Another interesting twist comes from research done in prisons, where it turns out that the incidence of TBI among those incarcerated is greater than 60 percent, which is seven times greater than the general population. This implies that a high percentage of inmates grew up the victims of violence, and it raises the question of how much of their own behavioral problems are directly related to past head injuries. Substance abuse is also high among prisoners with TBI, with alcohol and crack cocaine being major culprits.
Now we can start to see that the events surrounding when the head injuries occur matter. For example, is the TBI linked to physical abuse? Combat? What is the environment down on the football field and in the locker room like when head injuries occur? Can we modify this environment to improve recovery? For example, the military is now using acupuncture in cases of TBI right off the battlefield with the hopes of curtailing problems with pain medication addiction down the road. Identifying players (or soldiers for that matter) with avoidant coping styles would also seem to serve a purpose, especially in a culture where it is expected to put up with pain and not doing so can threaten what is a very lucrative occupation. Players should be coached to report a LOC and to seek attention immediately, as opposed to staying silent and keep playing.

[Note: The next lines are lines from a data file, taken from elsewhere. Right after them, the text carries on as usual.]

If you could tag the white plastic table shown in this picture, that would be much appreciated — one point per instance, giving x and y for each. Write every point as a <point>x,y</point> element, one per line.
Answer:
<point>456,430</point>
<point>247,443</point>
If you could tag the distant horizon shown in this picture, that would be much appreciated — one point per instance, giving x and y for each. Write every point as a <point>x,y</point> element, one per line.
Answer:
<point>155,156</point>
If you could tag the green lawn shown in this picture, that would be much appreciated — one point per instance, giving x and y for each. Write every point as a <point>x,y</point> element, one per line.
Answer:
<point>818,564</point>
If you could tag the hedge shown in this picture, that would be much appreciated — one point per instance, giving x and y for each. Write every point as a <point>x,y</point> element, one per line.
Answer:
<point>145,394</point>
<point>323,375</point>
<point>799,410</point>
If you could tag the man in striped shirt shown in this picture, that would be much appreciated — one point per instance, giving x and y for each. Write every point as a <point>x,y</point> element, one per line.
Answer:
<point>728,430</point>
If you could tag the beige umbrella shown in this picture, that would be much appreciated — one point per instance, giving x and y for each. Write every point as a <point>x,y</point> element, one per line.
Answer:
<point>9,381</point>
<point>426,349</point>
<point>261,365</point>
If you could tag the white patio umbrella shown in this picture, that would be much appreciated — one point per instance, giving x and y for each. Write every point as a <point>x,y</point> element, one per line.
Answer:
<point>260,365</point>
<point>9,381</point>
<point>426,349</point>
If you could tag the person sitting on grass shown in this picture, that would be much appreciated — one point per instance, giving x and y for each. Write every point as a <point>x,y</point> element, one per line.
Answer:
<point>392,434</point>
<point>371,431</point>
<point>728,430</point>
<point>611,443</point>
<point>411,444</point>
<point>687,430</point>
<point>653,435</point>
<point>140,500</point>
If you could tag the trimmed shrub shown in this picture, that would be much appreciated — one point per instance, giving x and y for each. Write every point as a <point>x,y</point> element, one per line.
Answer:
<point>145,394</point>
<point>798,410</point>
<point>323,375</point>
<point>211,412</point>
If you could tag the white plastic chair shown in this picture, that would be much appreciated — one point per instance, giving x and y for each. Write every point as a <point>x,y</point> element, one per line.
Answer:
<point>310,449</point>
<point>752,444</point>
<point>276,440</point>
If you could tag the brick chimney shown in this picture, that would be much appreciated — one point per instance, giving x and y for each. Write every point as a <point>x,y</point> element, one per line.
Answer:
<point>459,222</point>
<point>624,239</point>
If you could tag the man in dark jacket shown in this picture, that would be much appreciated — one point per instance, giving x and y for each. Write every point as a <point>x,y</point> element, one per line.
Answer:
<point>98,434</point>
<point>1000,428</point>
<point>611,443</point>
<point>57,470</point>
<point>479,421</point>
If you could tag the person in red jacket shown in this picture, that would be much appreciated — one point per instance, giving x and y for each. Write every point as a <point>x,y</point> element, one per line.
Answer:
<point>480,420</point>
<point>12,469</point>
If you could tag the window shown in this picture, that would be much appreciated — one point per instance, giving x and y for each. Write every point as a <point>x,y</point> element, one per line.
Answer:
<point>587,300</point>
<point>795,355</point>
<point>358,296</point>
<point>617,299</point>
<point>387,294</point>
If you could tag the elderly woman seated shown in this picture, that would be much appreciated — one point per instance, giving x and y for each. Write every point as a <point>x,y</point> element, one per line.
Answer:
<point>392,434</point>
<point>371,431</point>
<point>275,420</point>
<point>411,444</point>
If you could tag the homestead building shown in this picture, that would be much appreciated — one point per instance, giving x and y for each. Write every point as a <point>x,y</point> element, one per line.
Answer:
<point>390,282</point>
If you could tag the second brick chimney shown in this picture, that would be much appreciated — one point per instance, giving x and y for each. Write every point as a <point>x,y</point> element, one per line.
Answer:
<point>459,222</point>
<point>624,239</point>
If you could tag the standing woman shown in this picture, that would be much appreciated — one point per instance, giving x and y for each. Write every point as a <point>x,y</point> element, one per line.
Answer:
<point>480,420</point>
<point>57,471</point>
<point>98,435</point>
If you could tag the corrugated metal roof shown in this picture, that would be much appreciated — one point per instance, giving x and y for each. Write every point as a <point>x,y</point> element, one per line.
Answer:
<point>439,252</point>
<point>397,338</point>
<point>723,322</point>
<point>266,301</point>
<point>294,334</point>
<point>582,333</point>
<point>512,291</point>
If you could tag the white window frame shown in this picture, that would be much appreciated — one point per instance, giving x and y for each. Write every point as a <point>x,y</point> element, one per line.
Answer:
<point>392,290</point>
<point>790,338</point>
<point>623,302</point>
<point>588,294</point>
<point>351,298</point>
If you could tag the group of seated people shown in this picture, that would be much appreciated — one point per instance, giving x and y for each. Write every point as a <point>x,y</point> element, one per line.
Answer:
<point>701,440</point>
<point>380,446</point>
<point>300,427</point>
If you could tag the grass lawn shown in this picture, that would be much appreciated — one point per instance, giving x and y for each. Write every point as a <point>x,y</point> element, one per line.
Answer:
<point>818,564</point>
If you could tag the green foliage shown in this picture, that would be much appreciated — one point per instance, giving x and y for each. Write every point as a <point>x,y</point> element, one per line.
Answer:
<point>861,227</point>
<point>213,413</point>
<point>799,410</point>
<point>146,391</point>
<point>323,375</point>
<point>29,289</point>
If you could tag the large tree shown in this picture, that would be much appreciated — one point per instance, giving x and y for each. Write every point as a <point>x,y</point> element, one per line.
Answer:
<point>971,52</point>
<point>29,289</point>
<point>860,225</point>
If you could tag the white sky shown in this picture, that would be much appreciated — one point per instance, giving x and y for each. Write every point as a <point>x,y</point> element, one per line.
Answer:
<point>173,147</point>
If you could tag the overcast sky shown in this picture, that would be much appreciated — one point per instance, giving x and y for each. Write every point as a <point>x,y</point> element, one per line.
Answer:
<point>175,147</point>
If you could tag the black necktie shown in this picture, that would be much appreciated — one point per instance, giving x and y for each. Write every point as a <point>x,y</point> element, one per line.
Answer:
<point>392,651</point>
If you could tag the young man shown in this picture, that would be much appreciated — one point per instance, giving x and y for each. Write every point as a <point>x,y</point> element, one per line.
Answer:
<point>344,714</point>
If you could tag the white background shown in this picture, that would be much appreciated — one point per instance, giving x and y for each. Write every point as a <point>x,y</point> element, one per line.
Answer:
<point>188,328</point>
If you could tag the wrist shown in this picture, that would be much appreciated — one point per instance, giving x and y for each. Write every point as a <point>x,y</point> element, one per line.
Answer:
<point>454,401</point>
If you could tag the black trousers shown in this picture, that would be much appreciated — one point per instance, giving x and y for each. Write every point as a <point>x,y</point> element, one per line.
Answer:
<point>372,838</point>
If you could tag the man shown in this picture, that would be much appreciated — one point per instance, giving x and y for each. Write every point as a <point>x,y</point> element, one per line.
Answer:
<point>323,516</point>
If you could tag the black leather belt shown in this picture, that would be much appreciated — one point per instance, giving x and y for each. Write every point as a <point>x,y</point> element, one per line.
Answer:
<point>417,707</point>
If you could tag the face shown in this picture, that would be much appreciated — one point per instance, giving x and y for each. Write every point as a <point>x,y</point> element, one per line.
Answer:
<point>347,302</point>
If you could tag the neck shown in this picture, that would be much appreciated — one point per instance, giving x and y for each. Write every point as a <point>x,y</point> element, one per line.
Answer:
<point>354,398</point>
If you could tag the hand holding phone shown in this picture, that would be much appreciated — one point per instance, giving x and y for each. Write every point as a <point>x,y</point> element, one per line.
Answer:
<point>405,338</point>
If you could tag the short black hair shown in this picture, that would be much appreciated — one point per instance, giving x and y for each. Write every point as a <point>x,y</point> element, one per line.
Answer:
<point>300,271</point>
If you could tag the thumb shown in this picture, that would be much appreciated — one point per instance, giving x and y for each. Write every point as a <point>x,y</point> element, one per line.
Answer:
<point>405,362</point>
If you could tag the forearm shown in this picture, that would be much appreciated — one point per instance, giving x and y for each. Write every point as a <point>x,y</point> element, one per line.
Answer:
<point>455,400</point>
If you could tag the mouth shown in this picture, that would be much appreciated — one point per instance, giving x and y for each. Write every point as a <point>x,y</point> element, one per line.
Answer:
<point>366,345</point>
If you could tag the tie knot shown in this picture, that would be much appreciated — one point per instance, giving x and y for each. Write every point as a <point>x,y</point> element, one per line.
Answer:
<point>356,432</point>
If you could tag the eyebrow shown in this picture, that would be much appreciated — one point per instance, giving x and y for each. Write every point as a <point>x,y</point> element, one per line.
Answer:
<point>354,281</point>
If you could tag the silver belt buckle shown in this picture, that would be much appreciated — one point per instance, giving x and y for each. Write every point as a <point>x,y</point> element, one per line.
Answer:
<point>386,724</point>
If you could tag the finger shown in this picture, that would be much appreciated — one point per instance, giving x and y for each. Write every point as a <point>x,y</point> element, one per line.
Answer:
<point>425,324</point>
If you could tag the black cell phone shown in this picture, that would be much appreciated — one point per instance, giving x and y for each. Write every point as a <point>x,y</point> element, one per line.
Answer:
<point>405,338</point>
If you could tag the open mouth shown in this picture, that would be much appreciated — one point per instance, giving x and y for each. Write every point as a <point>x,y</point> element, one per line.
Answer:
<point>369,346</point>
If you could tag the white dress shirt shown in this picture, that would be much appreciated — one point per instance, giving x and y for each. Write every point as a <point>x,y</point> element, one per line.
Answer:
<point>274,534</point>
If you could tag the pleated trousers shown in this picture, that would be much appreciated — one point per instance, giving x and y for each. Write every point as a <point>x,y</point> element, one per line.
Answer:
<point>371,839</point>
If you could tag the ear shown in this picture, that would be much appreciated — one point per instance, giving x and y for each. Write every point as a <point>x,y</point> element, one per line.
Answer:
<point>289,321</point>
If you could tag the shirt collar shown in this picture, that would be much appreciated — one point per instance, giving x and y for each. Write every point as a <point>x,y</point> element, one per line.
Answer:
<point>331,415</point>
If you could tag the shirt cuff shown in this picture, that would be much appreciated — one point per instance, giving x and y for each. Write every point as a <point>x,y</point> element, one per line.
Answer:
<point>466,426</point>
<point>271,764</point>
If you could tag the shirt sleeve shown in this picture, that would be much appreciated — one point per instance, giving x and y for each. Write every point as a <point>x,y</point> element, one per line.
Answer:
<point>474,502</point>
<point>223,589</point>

Once recognition that a TBI has occurred, treatment should focus on the totality of the problem. In other words, there is a good chance TBI victims could have major depression, anxiety, PTSD, personality and cognitive changes leading to social dysfunction, and significant chronic pain including headaches. Treatment needs to be comprehensive and interdisciplinary, meaning it must address a complex constellation of psychological, cognitive, and physical problems in an integrated way. Retired and current NFL players should undergo assessments to identify which of these problems exist so they can receive the right treatment. I would argue that missing the boat on this only serves to push individuals further toward the urge to self-medicate with whatever they can get a hold of.
In another instance of where the NFL can learn from our military, the U.S. Department of Defense recently reported that it is now using art therapy to help service members heal from TBI and PTSD. In fact, they have dubbed it the Healing Arts Program, and it is integrated as part of the interdisciplinary treatments being offered on the Walter Reed campus. I know what you are thinking: “Three hundred pound offensive tackles aren’t going to do art therapy.” Having used art therapy as part of my practice’s interdisciplinary pain and rehabilitation program for over a decade, I can tell you that while the players may scoff at the idea at first, there is a darn good chance they will come to embrace its benefits.

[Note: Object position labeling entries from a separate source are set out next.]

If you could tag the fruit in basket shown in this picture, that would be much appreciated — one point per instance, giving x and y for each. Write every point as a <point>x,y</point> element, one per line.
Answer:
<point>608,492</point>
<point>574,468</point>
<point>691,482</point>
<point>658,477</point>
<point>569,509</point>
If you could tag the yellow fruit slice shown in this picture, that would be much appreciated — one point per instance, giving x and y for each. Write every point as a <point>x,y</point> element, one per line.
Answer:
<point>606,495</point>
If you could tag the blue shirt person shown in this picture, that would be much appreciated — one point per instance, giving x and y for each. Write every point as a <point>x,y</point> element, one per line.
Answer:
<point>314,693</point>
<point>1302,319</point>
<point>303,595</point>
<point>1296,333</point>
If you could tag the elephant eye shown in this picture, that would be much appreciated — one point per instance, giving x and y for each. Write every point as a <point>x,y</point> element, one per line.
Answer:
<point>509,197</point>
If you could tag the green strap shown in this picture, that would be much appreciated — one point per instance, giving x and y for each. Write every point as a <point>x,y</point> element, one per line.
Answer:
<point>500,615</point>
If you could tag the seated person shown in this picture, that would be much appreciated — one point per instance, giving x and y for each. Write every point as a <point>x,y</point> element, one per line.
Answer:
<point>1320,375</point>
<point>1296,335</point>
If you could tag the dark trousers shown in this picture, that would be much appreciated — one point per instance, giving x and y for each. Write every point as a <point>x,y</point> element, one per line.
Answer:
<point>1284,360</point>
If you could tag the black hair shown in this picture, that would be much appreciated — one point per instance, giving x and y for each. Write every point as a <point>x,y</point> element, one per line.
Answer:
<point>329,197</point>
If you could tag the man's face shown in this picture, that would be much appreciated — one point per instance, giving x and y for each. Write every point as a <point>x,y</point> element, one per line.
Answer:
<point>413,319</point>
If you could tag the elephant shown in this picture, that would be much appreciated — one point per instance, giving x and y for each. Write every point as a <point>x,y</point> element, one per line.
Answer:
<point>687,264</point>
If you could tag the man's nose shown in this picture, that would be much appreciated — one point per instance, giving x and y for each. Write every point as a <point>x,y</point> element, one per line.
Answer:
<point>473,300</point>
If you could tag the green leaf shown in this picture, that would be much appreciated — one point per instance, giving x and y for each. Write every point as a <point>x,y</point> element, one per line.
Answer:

Stimulating the mind through things like art therapy is an example of the brain’s powerful ability to adapt, build new circuits, and reorganize. This is known as neuroplasticity. The key to better treatment of TBI, whether you are a professional athlete, soldier, or civilian, is to take full advantage of what the brain can do by nurturing its power to heal, preferably at the time of injury. Besides a post-game recovery regimen of icing, stretching, and cortisone shots, it’s time football players have access to “brain rehabilitation” as well.